In 1880, Landis purchased Ludlam Island, a barrier island on the Atlantic Ocean shorefront, with the intention of building a city like Venice, Italy, to include canals, fountains and other public art. While the Venice aspect of the project was less than successful, his Sea Isle City Improvement Company brought residents to the area, which separated from Dennis Township, and was incorporated as Sea Isle City, New Jersey, on May 22, 1882, based on the results of a referendum held six days earlier. The main street today is called Landis Avenue.
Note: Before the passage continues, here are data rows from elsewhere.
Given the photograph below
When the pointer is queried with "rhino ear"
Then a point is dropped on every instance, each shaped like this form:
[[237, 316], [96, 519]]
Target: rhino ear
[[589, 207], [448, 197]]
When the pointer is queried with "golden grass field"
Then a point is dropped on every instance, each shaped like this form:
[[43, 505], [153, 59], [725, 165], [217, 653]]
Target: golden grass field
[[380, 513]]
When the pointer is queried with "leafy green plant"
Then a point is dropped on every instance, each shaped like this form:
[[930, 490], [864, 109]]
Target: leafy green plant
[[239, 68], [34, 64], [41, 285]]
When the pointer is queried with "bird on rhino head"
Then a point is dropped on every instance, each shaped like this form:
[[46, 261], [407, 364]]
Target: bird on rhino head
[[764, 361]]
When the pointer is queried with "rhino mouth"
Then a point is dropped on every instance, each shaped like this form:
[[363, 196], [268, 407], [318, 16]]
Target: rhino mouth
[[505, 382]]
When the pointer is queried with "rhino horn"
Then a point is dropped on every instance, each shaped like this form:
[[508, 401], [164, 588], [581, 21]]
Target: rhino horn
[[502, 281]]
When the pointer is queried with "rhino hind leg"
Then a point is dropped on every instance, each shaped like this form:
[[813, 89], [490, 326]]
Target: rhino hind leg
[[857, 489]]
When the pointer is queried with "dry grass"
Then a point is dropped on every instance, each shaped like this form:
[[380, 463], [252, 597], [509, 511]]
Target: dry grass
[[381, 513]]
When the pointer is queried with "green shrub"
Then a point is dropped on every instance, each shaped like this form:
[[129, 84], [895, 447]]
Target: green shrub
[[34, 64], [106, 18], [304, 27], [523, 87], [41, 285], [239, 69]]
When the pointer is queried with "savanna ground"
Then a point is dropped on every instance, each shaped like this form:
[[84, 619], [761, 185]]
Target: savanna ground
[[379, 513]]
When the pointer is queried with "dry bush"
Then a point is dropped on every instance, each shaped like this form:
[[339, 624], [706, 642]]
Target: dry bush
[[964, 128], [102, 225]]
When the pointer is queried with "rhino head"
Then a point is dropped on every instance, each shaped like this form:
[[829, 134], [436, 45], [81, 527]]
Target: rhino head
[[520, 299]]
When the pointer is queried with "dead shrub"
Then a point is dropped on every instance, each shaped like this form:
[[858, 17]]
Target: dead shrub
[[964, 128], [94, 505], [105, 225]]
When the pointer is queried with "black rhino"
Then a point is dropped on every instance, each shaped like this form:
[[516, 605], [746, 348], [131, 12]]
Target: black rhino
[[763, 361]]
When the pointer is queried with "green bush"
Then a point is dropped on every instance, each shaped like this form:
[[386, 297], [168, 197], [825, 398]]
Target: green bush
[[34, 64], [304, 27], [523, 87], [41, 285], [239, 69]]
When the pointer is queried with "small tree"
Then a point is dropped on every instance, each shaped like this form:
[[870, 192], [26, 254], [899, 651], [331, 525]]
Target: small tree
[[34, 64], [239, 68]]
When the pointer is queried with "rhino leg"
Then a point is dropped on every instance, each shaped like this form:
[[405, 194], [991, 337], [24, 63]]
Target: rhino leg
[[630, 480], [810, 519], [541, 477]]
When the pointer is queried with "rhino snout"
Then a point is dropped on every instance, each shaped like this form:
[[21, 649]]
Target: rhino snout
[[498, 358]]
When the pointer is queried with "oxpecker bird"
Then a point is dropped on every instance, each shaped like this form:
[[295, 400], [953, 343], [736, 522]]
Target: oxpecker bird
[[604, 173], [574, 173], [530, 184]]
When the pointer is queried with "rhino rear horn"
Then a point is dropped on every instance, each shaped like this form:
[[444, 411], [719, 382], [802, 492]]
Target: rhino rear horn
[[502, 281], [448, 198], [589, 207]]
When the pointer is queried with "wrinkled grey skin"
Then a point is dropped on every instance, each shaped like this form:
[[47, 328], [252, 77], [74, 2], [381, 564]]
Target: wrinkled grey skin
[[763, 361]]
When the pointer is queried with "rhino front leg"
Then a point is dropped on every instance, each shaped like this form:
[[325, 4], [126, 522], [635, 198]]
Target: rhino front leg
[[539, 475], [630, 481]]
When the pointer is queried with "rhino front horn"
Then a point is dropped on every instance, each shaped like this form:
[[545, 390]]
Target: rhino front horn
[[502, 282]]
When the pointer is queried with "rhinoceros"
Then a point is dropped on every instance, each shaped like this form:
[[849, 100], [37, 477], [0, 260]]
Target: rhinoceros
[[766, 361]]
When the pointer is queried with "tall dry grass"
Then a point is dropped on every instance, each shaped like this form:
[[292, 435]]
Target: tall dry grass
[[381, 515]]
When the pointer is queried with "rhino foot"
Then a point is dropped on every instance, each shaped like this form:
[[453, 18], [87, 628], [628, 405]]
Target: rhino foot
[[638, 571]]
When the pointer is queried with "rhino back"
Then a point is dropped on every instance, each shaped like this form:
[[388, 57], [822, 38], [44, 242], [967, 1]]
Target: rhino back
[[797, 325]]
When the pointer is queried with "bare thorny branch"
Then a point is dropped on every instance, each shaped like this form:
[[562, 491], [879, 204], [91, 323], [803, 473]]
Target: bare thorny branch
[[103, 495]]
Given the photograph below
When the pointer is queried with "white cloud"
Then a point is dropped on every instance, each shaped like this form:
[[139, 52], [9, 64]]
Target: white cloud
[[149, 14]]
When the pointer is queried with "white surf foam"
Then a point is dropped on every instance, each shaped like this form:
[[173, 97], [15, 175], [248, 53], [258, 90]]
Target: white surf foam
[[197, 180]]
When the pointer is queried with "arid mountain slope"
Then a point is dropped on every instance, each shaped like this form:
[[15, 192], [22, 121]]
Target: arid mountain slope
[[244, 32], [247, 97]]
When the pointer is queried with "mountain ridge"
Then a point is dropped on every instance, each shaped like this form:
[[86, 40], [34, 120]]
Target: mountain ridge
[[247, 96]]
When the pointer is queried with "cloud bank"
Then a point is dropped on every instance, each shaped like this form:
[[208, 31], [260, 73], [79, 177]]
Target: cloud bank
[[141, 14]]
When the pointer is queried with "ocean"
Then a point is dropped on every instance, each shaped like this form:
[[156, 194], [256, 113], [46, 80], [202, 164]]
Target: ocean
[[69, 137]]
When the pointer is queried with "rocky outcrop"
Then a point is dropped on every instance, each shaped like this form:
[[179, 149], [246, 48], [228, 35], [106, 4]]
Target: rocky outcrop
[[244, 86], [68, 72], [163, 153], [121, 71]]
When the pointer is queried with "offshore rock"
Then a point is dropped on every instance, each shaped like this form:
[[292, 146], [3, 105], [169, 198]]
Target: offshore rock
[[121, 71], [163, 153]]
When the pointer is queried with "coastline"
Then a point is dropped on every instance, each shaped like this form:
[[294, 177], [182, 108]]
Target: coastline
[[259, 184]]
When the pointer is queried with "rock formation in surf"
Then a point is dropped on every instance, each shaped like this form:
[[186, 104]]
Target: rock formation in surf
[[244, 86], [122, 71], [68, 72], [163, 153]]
Landis also had a hand in establishing other small towns, including Landisville. He planned to make it county seat of a new county called Landis County, which would incorporate land from the surrounding counties. However, the locals were against this, and began calling him "King Landis". Landisville has never eclipsed Vineland in importance.

== Uri Carruth trial ==
After articles were published in the Vineland Independent questioning the sanity of Landis' wife, Landis calmly walked into the office and shot Uri Carruth, the paper's editor, in the back of the head. Carruth lingered for months, but when he died Landis was charged with murder. Landis was found not guilty based on temporary insanity in a sensational 1875 trial. This may have been the first time in American judicial history where a person claimed insanity as a reason for being not guilty . Carruth had moved from Wisconsin to Vineland after reading of Vineland's "healthful climate" in one of Landis' promotional advertisements for the city, but later came to create a rival newspaper to Landis'.

== Personal life ==

Landis was born in Philadelphia to Michael G. and Mary L. Landis and was educated as a lawyer. Charles Landis died on June 12, 1900, at the age of 67 and is buried in Siloam Cemetery in Vineland, a cemetery that was established on land donated by him in 1864. A collection of Charles Landis possessions can be viewed at the Vineland Historical Society.